O desafio à classe política é maiúsculo em um país onde 49% da população pode votar e as instituições democráticas como o Governo e os partidos têm avaliação negativa. No Congresso, com maioria da oposição, os parlamentares da Câmara dos Deputados aprovaram na segunda-feira o projeto de lei para suspender o aumento das passagens de metrô, anunciado pelo presidente Sebastián Piñera na véspera. O Senado o fez na tarde do mesmo dia. Mas além dessa medida, La Moneda não anunciou uma agenda concreta que possa ajudar a deter o conflito, pelo menos em parte. As declarações do mandatário não contribuíram à calma e a uma saída política ao não focar no descontentamento de seus compatriotas, causador da explosão do conflito, e sim nos atos de vandalismo: “Estamos em guerra contra um inimigo poderoso, que está disposto a usar a violência sem nenhum limite”, disse sobre os manifestantes que destruíram boa parte da rede de metrô de Santiago, saqueando supermercados e comércios e incendiando dezenas de ônibus, instalando um estado de caos em diversos locais do país.
Na segunda-feira, enquanto começava a terceira noite de toque de recolher em sete regiões do país, incluindo a capital, sob controle militar desde sábado, de La Moneda Piñera se dirigiu publicamente à população, em uma tentativa com escasso sucesso de diminuir uma crise política e social maiúscula. Em referência às suas infelizes declarações sobre “a guerra”, reconheceu a seu modo que não foram palavras prudentes: “Sei que algumas vezes falei duramente contra essa violência e delinquência. Compatriotas, me compreendam. Eu o faço porque fico indignado em ver o dano e a dor provocados por essa violência e delinquência”.

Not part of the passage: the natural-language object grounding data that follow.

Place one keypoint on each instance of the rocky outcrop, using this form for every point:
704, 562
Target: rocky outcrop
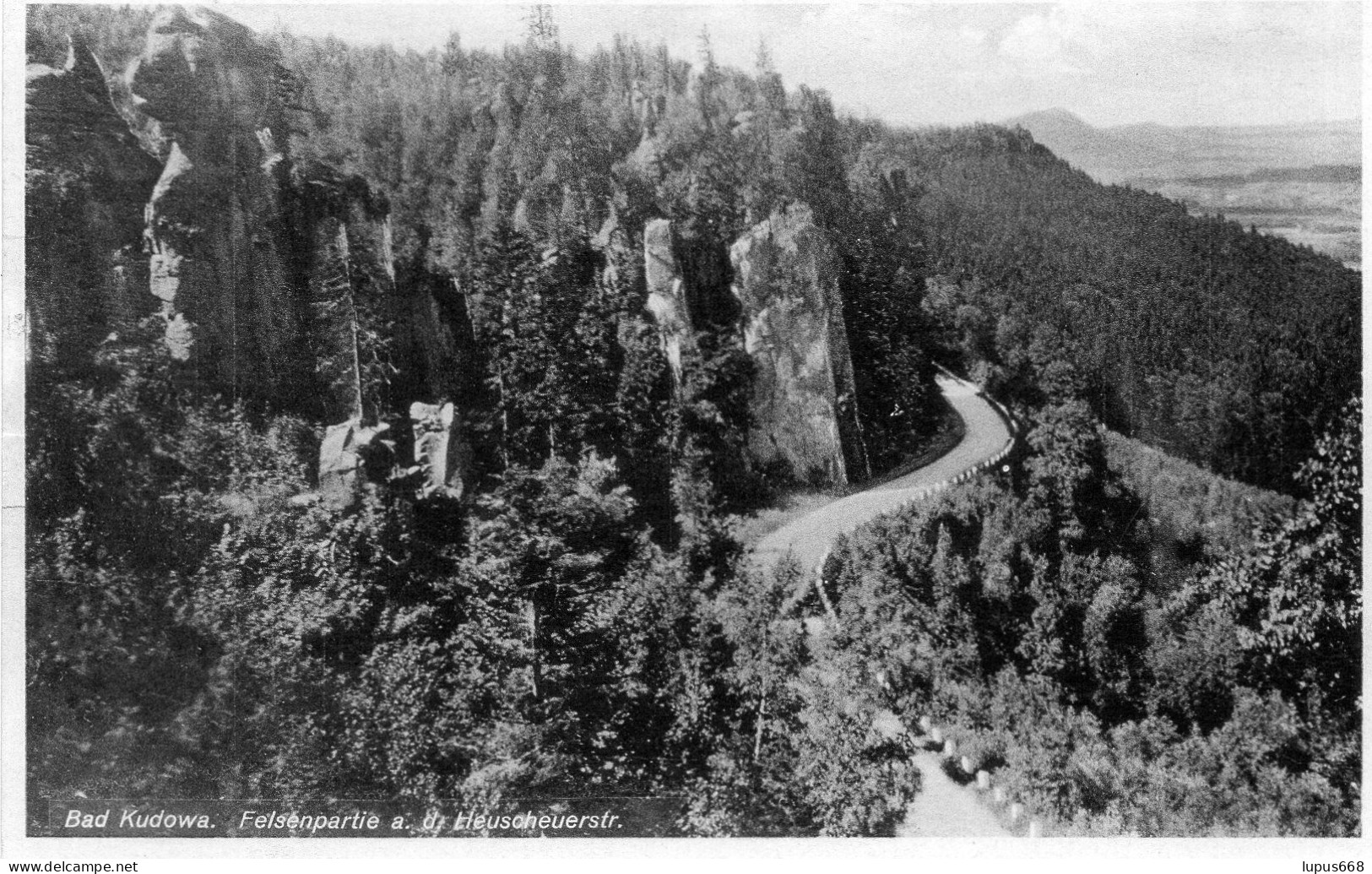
261, 263
667, 296
87, 184
786, 281
441, 449
217, 235
342, 459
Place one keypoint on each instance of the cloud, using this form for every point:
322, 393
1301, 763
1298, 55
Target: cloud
1062, 37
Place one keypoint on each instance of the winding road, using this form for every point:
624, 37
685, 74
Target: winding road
941, 808
812, 535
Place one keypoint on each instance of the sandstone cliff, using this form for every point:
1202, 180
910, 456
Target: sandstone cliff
786, 280
272, 274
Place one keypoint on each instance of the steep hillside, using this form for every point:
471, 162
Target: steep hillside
1218, 345
1125, 153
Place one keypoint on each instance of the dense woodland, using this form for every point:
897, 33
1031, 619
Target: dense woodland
197, 632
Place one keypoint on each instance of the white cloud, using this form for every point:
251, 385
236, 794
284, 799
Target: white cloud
1060, 37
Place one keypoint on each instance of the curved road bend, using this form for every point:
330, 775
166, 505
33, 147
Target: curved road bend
941, 808
811, 535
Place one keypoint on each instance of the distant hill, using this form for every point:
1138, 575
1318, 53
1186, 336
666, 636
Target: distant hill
1126, 153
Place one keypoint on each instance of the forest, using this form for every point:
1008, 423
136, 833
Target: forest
583, 621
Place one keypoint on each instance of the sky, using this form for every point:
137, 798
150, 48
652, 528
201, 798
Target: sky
922, 63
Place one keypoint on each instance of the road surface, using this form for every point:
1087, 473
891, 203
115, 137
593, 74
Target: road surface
810, 537
941, 808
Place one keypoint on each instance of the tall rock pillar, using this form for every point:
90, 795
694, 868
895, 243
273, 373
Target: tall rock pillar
805, 399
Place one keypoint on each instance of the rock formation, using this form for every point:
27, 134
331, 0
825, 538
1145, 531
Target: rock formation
786, 280
87, 184
217, 231
667, 296
270, 272
441, 449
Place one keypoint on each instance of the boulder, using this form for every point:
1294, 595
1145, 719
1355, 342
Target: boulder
441, 449
87, 184
803, 401
342, 454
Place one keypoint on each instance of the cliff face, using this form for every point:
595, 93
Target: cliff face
268, 270
786, 280
87, 186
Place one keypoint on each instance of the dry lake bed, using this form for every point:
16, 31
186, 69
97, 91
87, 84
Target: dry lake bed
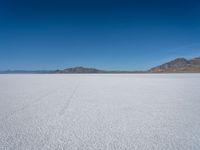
100, 112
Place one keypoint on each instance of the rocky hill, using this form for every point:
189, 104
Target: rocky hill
179, 65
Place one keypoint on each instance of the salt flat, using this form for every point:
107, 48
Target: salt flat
102, 111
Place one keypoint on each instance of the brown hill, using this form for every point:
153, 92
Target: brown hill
179, 65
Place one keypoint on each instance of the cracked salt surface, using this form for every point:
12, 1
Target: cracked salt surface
102, 111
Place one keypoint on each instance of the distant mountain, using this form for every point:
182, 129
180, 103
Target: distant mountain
80, 70
179, 65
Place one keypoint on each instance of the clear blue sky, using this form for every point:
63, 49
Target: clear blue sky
126, 35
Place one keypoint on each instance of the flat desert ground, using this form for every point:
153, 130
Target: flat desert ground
100, 112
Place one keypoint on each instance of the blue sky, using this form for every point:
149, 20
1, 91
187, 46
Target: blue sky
126, 35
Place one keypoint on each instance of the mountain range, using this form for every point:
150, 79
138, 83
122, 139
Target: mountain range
179, 65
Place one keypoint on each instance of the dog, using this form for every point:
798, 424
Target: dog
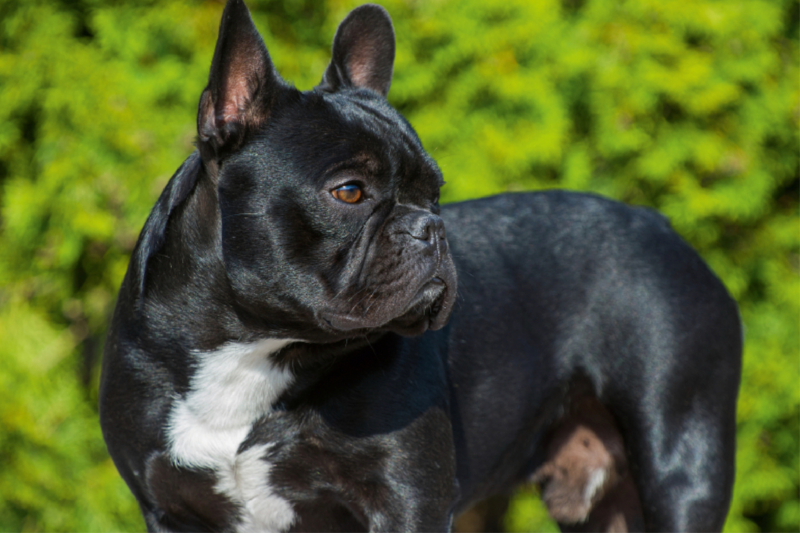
305, 340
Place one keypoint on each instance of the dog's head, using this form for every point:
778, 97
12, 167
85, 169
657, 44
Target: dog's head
328, 202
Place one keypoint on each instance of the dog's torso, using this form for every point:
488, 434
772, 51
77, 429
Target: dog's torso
476, 399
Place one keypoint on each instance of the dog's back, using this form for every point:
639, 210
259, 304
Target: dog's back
568, 300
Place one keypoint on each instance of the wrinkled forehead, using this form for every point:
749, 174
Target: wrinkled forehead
359, 131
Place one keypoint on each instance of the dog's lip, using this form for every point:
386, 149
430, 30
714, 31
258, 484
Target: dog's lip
346, 323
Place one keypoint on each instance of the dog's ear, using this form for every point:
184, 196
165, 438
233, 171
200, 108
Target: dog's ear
363, 52
242, 86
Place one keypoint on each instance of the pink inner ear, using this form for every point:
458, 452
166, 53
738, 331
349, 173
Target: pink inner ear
236, 100
360, 67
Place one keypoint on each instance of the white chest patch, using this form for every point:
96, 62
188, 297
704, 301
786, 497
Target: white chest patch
232, 388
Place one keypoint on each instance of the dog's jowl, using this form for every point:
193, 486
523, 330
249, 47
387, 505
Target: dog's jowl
292, 348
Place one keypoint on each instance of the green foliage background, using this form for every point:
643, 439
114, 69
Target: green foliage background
689, 106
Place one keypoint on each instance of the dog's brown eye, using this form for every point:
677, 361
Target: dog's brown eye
347, 193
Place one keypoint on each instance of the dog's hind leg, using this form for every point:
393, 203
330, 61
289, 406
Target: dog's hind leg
584, 480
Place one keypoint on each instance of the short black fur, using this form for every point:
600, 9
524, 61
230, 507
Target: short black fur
415, 391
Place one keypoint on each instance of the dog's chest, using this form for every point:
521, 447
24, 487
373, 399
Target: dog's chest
232, 388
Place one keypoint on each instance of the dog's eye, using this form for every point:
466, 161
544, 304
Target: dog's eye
347, 193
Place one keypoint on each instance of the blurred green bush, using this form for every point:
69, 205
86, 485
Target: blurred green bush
691, 107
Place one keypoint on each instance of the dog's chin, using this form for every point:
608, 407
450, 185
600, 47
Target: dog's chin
430, 308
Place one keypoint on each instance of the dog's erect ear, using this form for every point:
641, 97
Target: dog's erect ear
363, 52
242, 85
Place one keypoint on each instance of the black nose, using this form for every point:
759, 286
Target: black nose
429, 228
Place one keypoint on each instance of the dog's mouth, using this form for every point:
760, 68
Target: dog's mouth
429, 309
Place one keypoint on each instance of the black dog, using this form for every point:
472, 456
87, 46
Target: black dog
281, 357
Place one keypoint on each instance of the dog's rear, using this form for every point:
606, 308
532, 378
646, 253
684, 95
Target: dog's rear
614, 372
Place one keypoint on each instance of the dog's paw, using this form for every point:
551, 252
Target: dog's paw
579, 471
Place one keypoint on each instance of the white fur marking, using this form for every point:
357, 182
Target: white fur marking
233, 387
247, 483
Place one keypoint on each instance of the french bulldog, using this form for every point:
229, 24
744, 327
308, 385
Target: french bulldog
306, 341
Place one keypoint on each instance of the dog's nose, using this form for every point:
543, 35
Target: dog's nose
429, 228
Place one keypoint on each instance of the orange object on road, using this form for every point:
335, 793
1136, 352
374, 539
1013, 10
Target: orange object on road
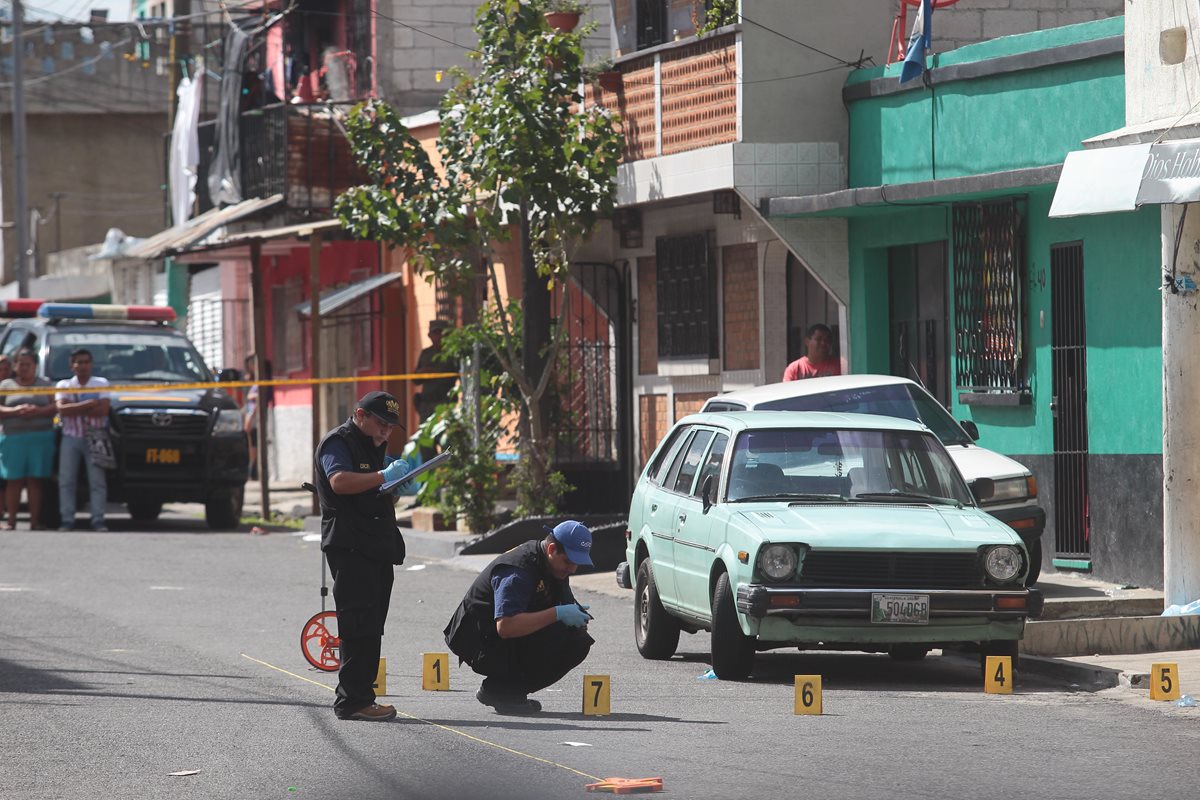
627, 785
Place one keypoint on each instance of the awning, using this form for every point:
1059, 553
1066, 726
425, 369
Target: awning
243, 238
1121, 179
179, 238
331, 301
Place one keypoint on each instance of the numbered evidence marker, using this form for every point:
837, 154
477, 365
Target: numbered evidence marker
436, 674
597, 696
381, 685
997, 675
1164, 681
808, 695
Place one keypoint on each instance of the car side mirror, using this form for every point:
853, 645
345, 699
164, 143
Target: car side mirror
983, 488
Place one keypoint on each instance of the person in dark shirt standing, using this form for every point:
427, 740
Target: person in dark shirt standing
435, 391
520, 625
361, 542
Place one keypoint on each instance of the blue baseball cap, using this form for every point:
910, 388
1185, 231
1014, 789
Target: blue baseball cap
576, 541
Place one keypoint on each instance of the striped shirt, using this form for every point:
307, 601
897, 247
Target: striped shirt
77, 426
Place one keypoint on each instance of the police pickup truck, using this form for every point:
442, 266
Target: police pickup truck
172, 445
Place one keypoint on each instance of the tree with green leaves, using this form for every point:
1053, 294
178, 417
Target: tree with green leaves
519, 148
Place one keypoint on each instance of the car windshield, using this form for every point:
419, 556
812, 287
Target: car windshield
129, 358
837, 464
904, 401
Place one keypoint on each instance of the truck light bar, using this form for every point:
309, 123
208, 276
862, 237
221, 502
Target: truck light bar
99, 311
13, 308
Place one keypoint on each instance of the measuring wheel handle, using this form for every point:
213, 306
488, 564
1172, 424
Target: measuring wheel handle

Além de anunciar que na terça-feira se reunirá com os presidentes de todos os partidos políticos para “explorar e, talvez, avançar a um acordo social” para que “a classe média e os mais vulneráveis possam ter uma vida melhor”, fez um pedido à unidade: “Nas circunstâncias em que estamos vivendo não há caminhos à unidade, a unidade é o caminho para se encontrar soluções aos problemas e desafios que enfrentamos”, disse Piñera. O presidente, como nos dias anteriores, focou seu discurso na ordem pública e, ainda que isso seja fundamental para restabelecer a normalidade, continua sem ser suficiente à profundidade das questões reclamadas pela sociedade chilena.
A ex-presidenta do Chile e alta Comissária da ONU aos Direitos Humanos, Michelle Bachelet, fez na segunda-feira um pedido a Piñera: “Exorto ao Governo que trabalhe com todos os setores da sociedade para encontrar soluções que contribuam para acalmar a situação e tentar abordar os incômodos da população em interesse da nação”, disse a socialista, que governou o país entre 2006 e 2010 e depois entre 2014 e 2018. “O uso de uma retórica inflamatória servirá somente para agravar ainda mais a situação”.
Mas os recentes Governos de centro-esquerda também não conseguiram apaziguar o mal-estar da sociedade que há anos é fermentado e, como Piñera, assim que são eleitos pouco a pouco perdem a popularidade e os apoios, como aconteceu à própria Bachelet, especialmente em seu segundo mandato. A inquietação social expressada pelo menos desde 2006, quando explodiram os primeiros protestos estudantis, não pôde ser canalizada até agora por nenhuma força política com representação no Congresso. A Frente Ampla de esquerda, cujos principais líderes foram os dirigentes estudantis à frente das mobilizações em 2011, também não foi capaz.
De acordo com o presidente do Senado, Jaime Quintana – a segunda autoridade política do país – “a oposição demorou a encontrar um ponto comum” nos primeiros dias de revolta. De início, diz, porque não houve acordo sobre a decisão do presidente de entregar o controle das cidades aos militares: “Nessa segunda-feira, há clareza dentro da centro-esquerda de que não se pode colocar como condição ao Governo para dialogar que acabe com o estado de emergência”, diz Quintana, do partido oposicionista PPD. O senador afirma que a imensa maioria dos chilenos quer retornar à normalidade, apesar das reclamações pelas iniquidades, de modo que todos os grupos políticos devem se unir: “Categoricamente, como oposição não queremos desestabilizar o Governo de Piñera, que deve urgentemente procurar ser apoiado e anunciar uma agenda social que inclua benefícios imediatos”.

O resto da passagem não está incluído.